Cloud-based resource to support microbiology data sharing
The third week of July 2016 saw the launch of the UK's Cloud Infrastructure for Microbial Bioinformatics (CLIMB)— probably the largest dedicated microbial bioinformatics resource in the world. CLIMB is a collaboration between academic and computing staff at the Universities of Bath, Birmingham, Cardiff, Swansea and Warwick.
The impressive scale of the CLIMB computational infrastructure matches its ambitions as a national resource for the UK's medical microbiology community and our international partners. However, size isn't everything—CLIMB also represents a user-friendly, one-stop shop for sharing software and data between medical microbiologists in the academic and clinical arenas.
An exciting feature of CLIMB is our use of "cloud computing". This means that rather than dozens, or even hundreds, of research groups across the country having to set up and maintain their own servers, users can access shared pre-configured computational resources on demand. Key to this set-up is the concept of virtualisation, which allows users to work in simulated computer environment populated by virtual machines (VMs), which sit on top of the physical hardware, but look to the user just like conventional servers. Perhaps a useful analogy is with the digitisation of images or text, which allows an object to be stored and reproduced indefinitely without loss of quality.
Virtualisation is widely used to consolidate many VMs on to a single physical machine, ensuring efficient use of hardware. However, this approach has several other important advantages. As with other digital objects, virtual machines can be stored and shared with ease. Thus, you can launch a VM, install programs and pipelines tailored to microbial bioinformatics and then take a snapshot or image of the customised virtual server. These snapshots can then be stored, copied and shared with others in the research community, freeing downstream users of the hassle of installing complex programs and their often-troublesome dependencies.
An example here is CLIMB's use of the Genomics Virtual Laboratory (GVL), which comes preinstalled on one of our standard VM offerings. GVL, which was developed in Australia, provides access via the web and command line to a virtual desktop, a personal Galaxy server, together with fully featured environments for the programming language R and the iPython Notepad. Crucially, GVL also provides access to Torsten Seemann's groundbreaking Nullarbor pipeline, which incorporates a range of microbial bioinformatics analyses, while presenting results as a simplified web report .
However, it is important to stress that the advantages of virtualisation go beyond mere efficiency. The creation of multiple standardised VMs with preconfigured software and settings will facilitate training in microbial bioinformatics. Furthermore, the ability to encapsulate a complex server environment into a publishable digital object will allow the entire community to explore and exploit published pipelines and guarantee that complex bioinformatics analyses can be replicated, enhancing the reproducibility of science.
All this would mean nothing if the system were a private playground for the CLIMB investigators.

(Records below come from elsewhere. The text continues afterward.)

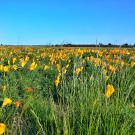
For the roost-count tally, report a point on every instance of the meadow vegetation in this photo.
(67, 91)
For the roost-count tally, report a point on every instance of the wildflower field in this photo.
(67, 91)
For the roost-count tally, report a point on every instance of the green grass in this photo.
(82, 109)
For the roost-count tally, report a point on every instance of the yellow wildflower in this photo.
(46, 67)
(32, 66)
(109, 90)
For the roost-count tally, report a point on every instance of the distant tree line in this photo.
(126, 45)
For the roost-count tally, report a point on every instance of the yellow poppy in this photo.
(2, 128)
(6, 102)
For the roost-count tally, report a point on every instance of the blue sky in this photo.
(73, 21)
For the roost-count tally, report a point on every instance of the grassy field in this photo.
(67, 91)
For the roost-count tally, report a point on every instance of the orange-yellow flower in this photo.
(46, 67)
(2, 128)
(132, 106)
(6, 102)
(109, 90)
(32, 66)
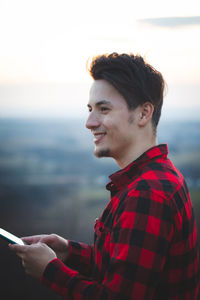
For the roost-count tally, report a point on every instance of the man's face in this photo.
(111, 122)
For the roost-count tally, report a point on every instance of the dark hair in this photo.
(136, 80)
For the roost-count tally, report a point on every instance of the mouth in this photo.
(98, 136)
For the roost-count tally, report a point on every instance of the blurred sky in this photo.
(44, 46)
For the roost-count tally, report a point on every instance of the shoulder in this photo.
(159, 177)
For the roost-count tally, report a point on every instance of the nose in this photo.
(92, 121)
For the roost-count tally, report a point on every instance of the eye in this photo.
(104, 109)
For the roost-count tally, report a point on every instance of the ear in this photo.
(145, 113)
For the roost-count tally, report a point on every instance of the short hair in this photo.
(136, 80)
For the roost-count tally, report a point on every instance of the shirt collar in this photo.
(125, 176)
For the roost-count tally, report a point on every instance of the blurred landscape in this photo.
(50, 182)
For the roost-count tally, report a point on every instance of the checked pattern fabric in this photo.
(145, 243)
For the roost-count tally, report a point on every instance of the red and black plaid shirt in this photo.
(145, 244)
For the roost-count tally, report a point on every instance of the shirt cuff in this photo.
(56, 276)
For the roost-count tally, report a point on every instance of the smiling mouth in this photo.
(98, 137)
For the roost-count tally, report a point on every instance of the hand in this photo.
(58, 244)
(35, 257)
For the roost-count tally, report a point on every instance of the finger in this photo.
(17, 248)
(31, 239)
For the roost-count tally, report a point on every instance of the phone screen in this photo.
(10, 237)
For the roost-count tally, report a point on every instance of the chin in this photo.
(102, 153)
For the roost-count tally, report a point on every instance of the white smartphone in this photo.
(10, 237)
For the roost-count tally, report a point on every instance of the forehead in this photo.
(102, 90)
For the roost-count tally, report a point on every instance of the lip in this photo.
(98, 137)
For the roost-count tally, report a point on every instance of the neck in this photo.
(138, 149)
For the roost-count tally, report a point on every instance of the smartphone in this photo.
(10, 237)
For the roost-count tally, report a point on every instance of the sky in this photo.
(45, 44)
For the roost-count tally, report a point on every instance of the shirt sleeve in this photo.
(139, 242)
(80, 257)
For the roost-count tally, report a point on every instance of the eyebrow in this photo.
(102, 102)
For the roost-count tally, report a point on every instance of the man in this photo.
(145, 244)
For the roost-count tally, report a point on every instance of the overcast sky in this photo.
(44, 46)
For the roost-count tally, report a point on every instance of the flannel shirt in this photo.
(145, 244)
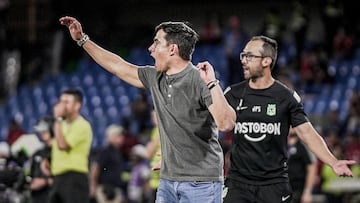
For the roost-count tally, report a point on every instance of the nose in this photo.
(151, 48)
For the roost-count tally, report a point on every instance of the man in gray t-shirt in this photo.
(190, 105)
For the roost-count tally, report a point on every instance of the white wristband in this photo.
(82, 41)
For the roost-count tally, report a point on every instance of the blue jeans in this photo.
(189, 192)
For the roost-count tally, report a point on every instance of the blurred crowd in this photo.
(123, 169)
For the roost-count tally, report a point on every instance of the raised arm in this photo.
(106, 59)
(221, 111)
(317, 145)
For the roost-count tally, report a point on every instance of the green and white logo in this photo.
(271, 109)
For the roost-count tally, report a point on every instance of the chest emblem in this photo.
(271, 110)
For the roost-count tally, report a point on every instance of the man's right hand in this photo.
(74, 27)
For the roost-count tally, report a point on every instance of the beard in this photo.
(253, 75)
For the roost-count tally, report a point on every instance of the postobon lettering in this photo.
(257, 127)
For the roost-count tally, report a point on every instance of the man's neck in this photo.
(71, 118)
(177, 66)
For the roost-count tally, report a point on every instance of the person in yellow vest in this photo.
(70, 150)
(153, 153)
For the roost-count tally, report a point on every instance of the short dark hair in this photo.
(270, 48)
(182, 34)
(76, 93)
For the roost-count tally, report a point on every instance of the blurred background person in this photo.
(153, 153)
(15, 131)
(234, 39)
(107, 185)
(41, 182)
(138, 186)
(70, 150)
(302, 169)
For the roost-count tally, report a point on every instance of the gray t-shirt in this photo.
(189, 138)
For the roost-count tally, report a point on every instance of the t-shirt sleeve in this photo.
(297, 114)
(205, 94)
(147, 75)
(82, 133)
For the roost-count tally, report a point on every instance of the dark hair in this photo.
(181, 34)
(76, 93)
(270, 48)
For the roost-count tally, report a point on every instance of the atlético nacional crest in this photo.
(271, 110)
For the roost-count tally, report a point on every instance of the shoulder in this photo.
(236, 89)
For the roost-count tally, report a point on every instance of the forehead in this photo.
(254, 46)
(67, 97)
(160, 35)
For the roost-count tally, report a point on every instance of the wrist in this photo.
(59, 118)
(84, 39)
(212, 84)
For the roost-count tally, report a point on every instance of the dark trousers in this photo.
(238, 192)
(70, 187)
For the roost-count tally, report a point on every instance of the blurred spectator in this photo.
(153, 153)
(138, 186)
(344, 44)
(41, 182)
(332, 18)
(299, 26)
(106, 183)
(140, 109)
(352, 121)
(273, 25)
(234, 39)
(313, 66)
(15, 131)
(210, 32)
(131, 139)
(327, 176)
(70, 150)
(352, 147)
(12, 177)
(302, 169)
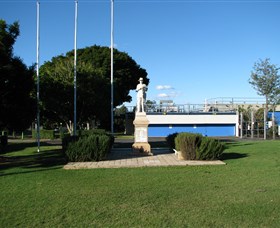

Instead, CLIMB has been set up as a national facility, with access provided free-of-charge to academic medical microbiologists and microbial bioinformaticians within the UK. But we see CLIMB as more than an academic facility: instead, we hope it will act as a bridge between academics and public health professionals, facilitating sharing of skills, knowledge and approaches between the two communities, as well as exchange of software and data. We are pleased to note that the system has already seen early exploratory use by Public Health Wales, Public Health England and the Animal and Plant Health Agency. We anticipate that our virtualisation approach will facilitate the development of standard operating procedures in clinical and public health microbiology, suitable for national or international accreditation.